Ce n'est peut-être pas volontaire, mais les pistes annoncées aujourd'hui par Manuel Valls pour atteindre l'objectif de réduction de 50 milliards d'euros de dépenses publiques sont politiquement très astucieuses.
L'impact du gel du point d'indice et des minima sociaux
Geler les minima sociaux, les retraites et le point d'indice de la rémunération des fonctionnaires, en soi, ne réduit pas la dépense publique; cela va la maintenir au même montant; Si le nombre de retraités, de bénéficiaires des minimas sociaux, de fonctionnaires, augmente (et si ces derniers bénéficient d'un avancement) les dépenses vont même augmenter automatiquement. Cela ne peut contribuer à réduire le déficit public que sous une condition : il y a suffisamment d'inflation.
En effet, s'il y a de l'inflation, les prix et les revenus nominaux augmentent, ce qui augmentera mécaniquement les recettes de l'Etat; la hausse des prix augmente le montant des recettes de TVA, celle des revenus nominaux les recettes de l'impôt sur le revenu et les rentrées de cotisations sociales. Avec suffisamment d'inflation, les recettes vont donc augmenter plus vite que les dépenses, ce qui réduira les déficits.
C'est la première astuce politique de ce plan : faire passer une hausse de prélèvements pour une baisse des dépenses publiques. C'est un coup classique; Dans un contexte idéologique ou les hausses d'impôt sont perçues comme mauvaises, et les baisses de dépenses comme vertueuses, faire passer les premières pour les secondes est un excellent procédé pour bénéficier de commentaires élogieux.
La seconde astuce, c'est de reposer sur l'illusion monétaire.
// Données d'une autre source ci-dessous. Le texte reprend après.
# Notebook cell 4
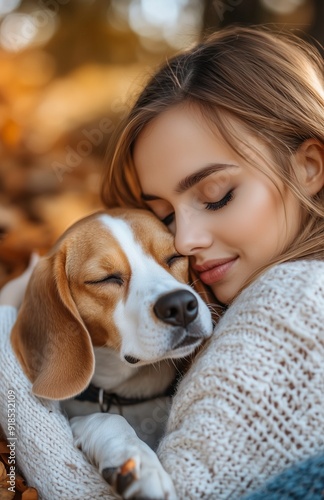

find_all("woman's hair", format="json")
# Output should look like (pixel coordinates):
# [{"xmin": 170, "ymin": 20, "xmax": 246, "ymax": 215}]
[{"xmin": 102, "ymin": 27, "xmax": 324, "ymax": 292}]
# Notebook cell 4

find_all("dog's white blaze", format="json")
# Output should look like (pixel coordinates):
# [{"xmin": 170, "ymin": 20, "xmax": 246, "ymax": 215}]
[{"xmin": 100, "ymin": 215, "xmax": 210, "ymax": 360}]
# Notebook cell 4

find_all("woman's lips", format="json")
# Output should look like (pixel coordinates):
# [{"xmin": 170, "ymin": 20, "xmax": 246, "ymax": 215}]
[{"xmin": 194, "ymin": 257, "xmax": 237, "ymax": 285}]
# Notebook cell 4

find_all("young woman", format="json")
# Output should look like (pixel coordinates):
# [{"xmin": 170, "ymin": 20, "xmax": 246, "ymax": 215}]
[{"xmin": 3, "ymin": 28, "xmax": 324, "ymax": 499}]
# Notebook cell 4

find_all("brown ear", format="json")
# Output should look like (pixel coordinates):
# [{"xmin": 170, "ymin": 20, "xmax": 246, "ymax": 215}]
[{"xmin": 11, "ymin": 249, "xmax": 94, "ymax": 399}]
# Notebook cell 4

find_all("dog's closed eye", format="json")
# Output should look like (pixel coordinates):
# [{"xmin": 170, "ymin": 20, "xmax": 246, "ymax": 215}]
[{"xmin": 84, "ymin": 273, "xmax": 124, "ymax": 285}]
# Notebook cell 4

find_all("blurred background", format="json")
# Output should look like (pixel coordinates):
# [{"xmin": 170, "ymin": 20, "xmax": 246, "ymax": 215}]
[{"xmin": 0, "ymin": 0, "xmax": 324, "ymax": 287}]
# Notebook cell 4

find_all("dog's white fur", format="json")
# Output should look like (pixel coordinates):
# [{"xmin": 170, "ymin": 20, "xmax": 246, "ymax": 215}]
[{"xmin": 12, "ymin": 209, "xmax": 212, "ymax": 499}]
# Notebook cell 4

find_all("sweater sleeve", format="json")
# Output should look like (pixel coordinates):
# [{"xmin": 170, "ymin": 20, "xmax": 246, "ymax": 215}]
[
  {"xmin": 158, "ymin": 261, "xmax": 324, "ymax": 500},
  {"xmin": 0, "ymin": 306, "xmax": 113, "ymax": 500}
]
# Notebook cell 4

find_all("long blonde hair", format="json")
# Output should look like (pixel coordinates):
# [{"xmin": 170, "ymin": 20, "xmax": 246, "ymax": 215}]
[{"xmin": 102, "ymin": 27, "xmax": 324, "ymax": 292}]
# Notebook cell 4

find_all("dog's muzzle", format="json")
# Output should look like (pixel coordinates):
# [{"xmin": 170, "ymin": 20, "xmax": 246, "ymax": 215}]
[{"xmin": 153, "ymin": 290, "xmax": 198, "ymax": 328}]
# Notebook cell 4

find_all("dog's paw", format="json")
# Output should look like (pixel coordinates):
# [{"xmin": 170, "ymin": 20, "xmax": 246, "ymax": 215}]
[{"xmin": 102, "ymin": 455, "xmax": 177, "ymax": 500}]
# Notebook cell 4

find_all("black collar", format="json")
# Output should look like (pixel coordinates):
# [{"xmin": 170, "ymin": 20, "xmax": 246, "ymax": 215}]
[{"xmin": 74, "ymin": 374, "xmax": 180, "ymax": 415}]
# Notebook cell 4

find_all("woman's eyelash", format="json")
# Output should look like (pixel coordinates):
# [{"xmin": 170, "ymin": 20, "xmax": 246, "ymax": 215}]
[{"xmin": 205, "ymin": 190, "xmax": 233, "ymax": 210}]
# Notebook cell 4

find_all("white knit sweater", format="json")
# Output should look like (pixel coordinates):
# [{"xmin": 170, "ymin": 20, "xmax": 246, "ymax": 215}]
[
  {"xmin": 0, "ymin": 261, "xmax": 324, "ymax": 500},
  {"xmin": 159, "ymin": 261, "xmax": 324, "ymax": 500}
]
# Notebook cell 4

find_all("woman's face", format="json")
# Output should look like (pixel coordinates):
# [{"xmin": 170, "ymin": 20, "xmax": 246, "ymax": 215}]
[{"xmin": 134, "ymin": 106, "xmax": 301, "ymax": 304}]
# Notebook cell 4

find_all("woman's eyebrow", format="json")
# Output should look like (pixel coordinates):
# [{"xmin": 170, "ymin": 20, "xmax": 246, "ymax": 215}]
[
  {"xmin": 175, "ymin": 163, "xmax": 237, "ymax": 194},
  {"xmin": 141, "ymin": 163, "xmax": 237, "ymax": 201}
]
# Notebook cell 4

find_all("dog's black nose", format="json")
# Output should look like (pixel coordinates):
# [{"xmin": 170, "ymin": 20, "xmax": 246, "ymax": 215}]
[{"xmin": 153, "ymin": 290, "xmax": 198, "ymax": 327}]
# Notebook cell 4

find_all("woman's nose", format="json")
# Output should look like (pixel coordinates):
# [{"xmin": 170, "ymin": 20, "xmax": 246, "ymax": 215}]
[{"xmin": 175, "ymin": 210, "xmax": 212, "ymax": 255}]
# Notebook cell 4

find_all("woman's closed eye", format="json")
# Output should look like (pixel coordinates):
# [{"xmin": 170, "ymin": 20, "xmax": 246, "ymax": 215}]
[{"xmin": 204, "ymin": 189, "xmax": 233, "ymax": 211}]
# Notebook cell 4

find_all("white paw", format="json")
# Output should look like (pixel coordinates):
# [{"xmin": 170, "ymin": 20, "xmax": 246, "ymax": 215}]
[
  {"xmin": 102, "ymin": 453, "xmax": 177, "ymax": 500},
  {"xmin": 70, "ymin": 413, "xmax": 177, "ymax": 500}
]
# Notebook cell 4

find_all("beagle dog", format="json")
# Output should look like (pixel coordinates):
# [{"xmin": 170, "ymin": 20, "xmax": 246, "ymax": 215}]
[{"xmin": 11, "ymin": 209, "xmax": 213, "ymax": 499}]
Les gens détestent les réductions de budgets, et en particulier, de leurs rémunérations. un revenu inchangé avec 1% d'inflation est bien plus facile à accepter qu'un revenu qui baisse de 1% avec inflation zéro. Les fonctionnaires le savent bien, qui ont vu le point d'indice rester inchangé depuis 2010 sans protester.
Le risque de déflation
Mais il y a encore mieux. Le problème actuel de la zone euro est actuellement la trop faible inflation qui y règne, et la répugnance de la BCE à agir contre celle-ci autrement que sous forme de discours annonçant que peut-être, éventuellement, elle pourra faire quelque chose. Ce blocage est explicable : la BCE ne veut, ni ne peut, relâcher la pression sur les gouvernements européens, craignant que ceux-ci ne cessent leurs efforts pour agir dans le sens qu'elle a décidé.
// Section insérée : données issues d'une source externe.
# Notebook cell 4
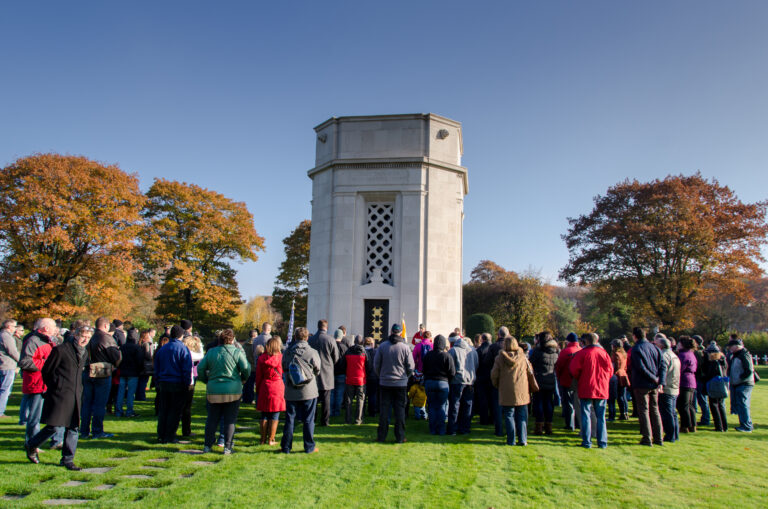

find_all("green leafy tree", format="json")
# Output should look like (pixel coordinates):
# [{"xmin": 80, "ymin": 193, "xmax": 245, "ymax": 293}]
[
  {"xmin": 550, "ymin": 297, "xmax": 581, "ymax": 338},
  {"xmin": 465, "ymin": 313, "xmax": 496, "ymax": 338},
  {"xmin": 272, "ymin": 219, "xmax": 312, "ymax": 334},
  {"xmin": 140, "ymin": 179, "xmax": 264, "ymax": 331},
  {"xmin": 463, "ymin": 260, "xmax": 550, "ymax": 338}
]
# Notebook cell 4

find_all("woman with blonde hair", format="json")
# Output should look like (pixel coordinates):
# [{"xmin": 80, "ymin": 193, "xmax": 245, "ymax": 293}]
[
  {"xmin": 256, "ymin": 336, "xmax": 285, "ymax": 445},
  {"xmin": 491, "ymin": 336, "xmax": 533, "ymax": 445}
]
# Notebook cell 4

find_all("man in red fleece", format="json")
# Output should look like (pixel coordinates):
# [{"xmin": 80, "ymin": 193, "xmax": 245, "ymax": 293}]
[{"xmin": 569, "ymin": 333, "xmax": 613, "ymax": 449}]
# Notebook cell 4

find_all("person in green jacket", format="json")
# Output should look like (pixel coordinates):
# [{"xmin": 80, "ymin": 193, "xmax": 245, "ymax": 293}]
[{"xmin": 197, "ymin": 329, "xmax": 251, "ymax": 454}]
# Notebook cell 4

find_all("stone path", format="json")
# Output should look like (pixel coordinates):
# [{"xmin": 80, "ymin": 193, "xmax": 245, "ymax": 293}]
[
  {"xmin": 81, "ymin": 467, "xmax": 115, "ymax": 474},
  {"xmin": 62, "ymin": 481, "xmax": 87, "ymax": 488},
  {"xmin": 12, "ymin": 449, "xmax": 219, "ymax": 506}
]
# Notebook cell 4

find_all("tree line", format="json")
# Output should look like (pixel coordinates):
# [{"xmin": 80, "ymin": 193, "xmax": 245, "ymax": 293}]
[
  {"xmin": 0, "ymin": 154, "xmax": 264, "ymax": 329},
  {"xmin": 0, "ymin": 154, "xmax": 768, "ymax": 346}
]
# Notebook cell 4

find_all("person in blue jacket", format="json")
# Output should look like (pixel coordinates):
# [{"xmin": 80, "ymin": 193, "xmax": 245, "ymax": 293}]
[{"xmin": 155, "ymin": 325, "xmax": 192, "ymax": 444}]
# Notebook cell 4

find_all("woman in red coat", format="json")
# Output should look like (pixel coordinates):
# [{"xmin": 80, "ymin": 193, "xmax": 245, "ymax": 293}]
[{"xmin": 256, "ymin": 336, "xmax": 285, "ymax": 445}]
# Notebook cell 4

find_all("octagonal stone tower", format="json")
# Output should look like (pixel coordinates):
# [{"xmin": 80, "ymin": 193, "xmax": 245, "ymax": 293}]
[{"xmin": 307, "ymin": 114, "xmax": 468, "ymax": 339}]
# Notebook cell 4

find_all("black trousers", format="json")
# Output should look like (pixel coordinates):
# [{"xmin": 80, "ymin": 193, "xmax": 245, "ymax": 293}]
[
  {"xmin": 181, "ymin": 387, "xmax": 195, "ymax": 437},
  {"xmin": 377, "ymin": 385, "xmax": 408, "ymax": 443},
  {"xmin": 205, "ymin": 401, "xmax": 240, "ymax": 449},
  {"xmin": 157, "ymin": 382, "xmax": 188, "ymax": 443},
  {"xmin": 473, "ymin": 378, "xmax": 493, "ymax": 424},
  {"xmin": 315, "ymin": 389, "xmax": 333, "ymax": 426},
  {"xmin": 27, "ymin": 424, "xmax": 80, "ymax": 464}
]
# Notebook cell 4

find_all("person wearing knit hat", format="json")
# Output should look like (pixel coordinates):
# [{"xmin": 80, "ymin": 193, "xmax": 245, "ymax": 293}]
[
  {"xmin": 728, "ymin": 334, "xmax": 755, "ymax": 433},
  {"xmin": 703, "ymin": 341, "xmax": 728, "ymax": 432},
  {"xmin": 691, "ymin": 334, "xmax": 710, "ymax": 426},
  {"xmin": 555, "ymin": 332, "xmax": 581, "ymax": 430}
]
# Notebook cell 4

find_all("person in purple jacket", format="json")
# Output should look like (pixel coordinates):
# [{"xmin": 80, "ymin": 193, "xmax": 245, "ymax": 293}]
[{"xmin": 677, "ymin": 336, "xmax": 698, "ymax": 433}]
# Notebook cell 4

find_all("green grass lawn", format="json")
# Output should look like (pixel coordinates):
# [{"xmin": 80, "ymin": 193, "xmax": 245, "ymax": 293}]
[{"xmin": 0, "ymin": 368, "xmax": 768, "ymax": 508}]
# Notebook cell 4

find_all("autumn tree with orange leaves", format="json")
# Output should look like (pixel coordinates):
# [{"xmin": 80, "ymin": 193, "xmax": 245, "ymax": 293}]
[
  {"xmin": 560, "ymin": 173, "xmax": 768, "ymax": 330},
  {"xmin": 140, "ymin": 179, "xmax": 264, "ymax": 329},
  {"xmin": 0, "ymin": 154, "xmax": 145, "ymax": 321}
]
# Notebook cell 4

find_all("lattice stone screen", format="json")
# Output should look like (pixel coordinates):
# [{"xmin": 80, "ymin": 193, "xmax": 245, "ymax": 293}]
[{"xmin": 364, "ymin": 203, "xmax": 395, "ymax": 285}]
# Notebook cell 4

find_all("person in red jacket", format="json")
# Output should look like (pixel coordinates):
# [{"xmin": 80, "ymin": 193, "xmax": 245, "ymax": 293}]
[
  {"xmin": 19, "ymin": 318, "xmax": 63, "ymax": 446},
  {"xmin": 344, "ymin": 335, "xmax": 370, "ymax": 425},
  {"xmin": 555, "ymin": 332, "xmax": 581, "ymax": 430},
  {"xmin": 569, "ymin": 332, "xmax": 613, "ymax": 449},
  {"xmin": 255, "ymin": 336, "xmax": 285, "ymax": 445}
]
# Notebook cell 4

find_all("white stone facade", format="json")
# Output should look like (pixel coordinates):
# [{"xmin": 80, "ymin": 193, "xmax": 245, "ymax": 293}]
[{"xmin": 307, "ymin": 114, "xmax": 468, "ymax": 337}]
La BCE ne peut donc pas faire de politique plus expansionniste tant que les gouvernements européens ne font pas assez d'efforts à son goût pour réduire leurs déficits publics; et les efforts des gouvernements européens sont voués à l'échec tant que la BCE ne fait pas une politique suffisamment expansionniste. Ce jeu stupide peut durer longtemps.
Et c'est ici que réside la troisième astuce du plan annoncé par Manuel Valls : renvoyer la balle dans le camp de la BCE. Si l'inflation est faible au cours des prochaines années, le déficit public français ne sera que peu réduit, mais ce sera facile à justifier auprès de la commission européenne : c'est parce que la BCE n'a pas fait la bonne politique. Et si la BCE ramène l'inflation vers un niveau plus élevé, la réduction du déficit issue de ces mesures sera d'autant plus forte.
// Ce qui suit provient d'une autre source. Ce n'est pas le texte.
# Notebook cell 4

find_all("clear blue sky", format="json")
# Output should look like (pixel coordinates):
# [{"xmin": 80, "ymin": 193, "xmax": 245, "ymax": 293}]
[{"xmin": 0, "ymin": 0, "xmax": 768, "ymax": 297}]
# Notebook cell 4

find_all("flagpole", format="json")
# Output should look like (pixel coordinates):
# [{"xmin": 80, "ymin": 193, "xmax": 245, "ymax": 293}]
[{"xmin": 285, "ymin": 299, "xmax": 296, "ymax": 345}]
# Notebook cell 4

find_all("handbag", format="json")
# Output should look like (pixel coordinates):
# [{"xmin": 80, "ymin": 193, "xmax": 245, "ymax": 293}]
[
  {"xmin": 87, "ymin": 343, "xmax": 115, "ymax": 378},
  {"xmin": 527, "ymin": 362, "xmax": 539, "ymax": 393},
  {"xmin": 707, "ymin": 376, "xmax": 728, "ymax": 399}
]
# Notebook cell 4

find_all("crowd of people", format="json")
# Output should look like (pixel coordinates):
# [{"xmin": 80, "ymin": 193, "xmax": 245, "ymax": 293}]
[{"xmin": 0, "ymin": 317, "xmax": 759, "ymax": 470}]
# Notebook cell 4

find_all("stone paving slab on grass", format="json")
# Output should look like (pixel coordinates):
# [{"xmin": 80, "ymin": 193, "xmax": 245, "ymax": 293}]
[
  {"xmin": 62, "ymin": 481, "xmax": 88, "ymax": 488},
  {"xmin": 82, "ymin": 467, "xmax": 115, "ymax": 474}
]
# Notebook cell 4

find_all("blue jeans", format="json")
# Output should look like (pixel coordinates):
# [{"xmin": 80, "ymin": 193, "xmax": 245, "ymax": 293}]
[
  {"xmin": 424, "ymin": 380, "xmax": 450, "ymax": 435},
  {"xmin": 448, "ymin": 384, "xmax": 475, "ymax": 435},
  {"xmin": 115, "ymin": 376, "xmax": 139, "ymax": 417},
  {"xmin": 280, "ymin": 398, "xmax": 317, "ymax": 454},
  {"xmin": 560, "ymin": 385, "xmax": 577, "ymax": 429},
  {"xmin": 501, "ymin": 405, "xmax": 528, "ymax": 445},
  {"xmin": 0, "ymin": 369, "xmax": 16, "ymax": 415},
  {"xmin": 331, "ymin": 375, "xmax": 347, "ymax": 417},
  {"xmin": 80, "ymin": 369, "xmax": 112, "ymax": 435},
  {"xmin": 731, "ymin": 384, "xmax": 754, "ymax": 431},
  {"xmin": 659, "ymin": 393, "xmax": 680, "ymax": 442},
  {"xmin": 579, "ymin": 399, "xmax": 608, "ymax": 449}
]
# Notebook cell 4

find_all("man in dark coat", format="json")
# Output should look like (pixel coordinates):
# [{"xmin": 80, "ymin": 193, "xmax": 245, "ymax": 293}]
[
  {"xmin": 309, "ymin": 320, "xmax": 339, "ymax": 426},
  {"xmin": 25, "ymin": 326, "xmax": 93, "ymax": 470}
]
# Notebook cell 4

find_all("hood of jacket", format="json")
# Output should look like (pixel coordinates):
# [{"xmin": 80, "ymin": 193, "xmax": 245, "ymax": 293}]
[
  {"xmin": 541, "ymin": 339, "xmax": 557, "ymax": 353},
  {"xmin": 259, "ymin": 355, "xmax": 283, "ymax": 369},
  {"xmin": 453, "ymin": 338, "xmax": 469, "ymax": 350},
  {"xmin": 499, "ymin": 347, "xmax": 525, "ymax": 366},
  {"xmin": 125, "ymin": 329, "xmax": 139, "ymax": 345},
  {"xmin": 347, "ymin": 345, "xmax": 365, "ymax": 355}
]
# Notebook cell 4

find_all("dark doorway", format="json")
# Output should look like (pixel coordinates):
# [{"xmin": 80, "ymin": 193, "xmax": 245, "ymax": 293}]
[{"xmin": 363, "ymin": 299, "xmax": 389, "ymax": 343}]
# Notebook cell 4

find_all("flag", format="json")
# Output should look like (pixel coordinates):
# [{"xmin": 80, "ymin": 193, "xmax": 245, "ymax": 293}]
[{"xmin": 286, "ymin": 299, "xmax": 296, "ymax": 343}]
L'avantage de se lier les mains
Il est bien plus judicieux d'appréhender la crise de la zone euro sous l'angle du jeu stratégique entre la BCE et les gouvernements que sous la question plus étroite de la "bonne politique macroéconomique" à mener. Depuis des années, la BCE laisse la zone euro au bord de la crise pour pousser les gouvernements à agir dans le sens qui lui convient et qui est susceptible de permettre la survie de la zone euro. Dans ces conditions, il peut être avantageux de se lier les mains - de s'imposer des contraintes de comportement pour obliger l'autre à agir dans le sens qu'on souhaite. Si je suis manifestant et que je veux bloquer le passage du train, je suis plus crédible en m'enchaînant à la voie et en jetant la clé qu'en restant simplement sur celle-ci : je risque toujours d'être tenté de partir au dernier moment.
Avec son plan, le gouvernement français a peut-être réussi à se lier les mains juste assez pour contraindre la BCE à agir; on verra s'il y réussit.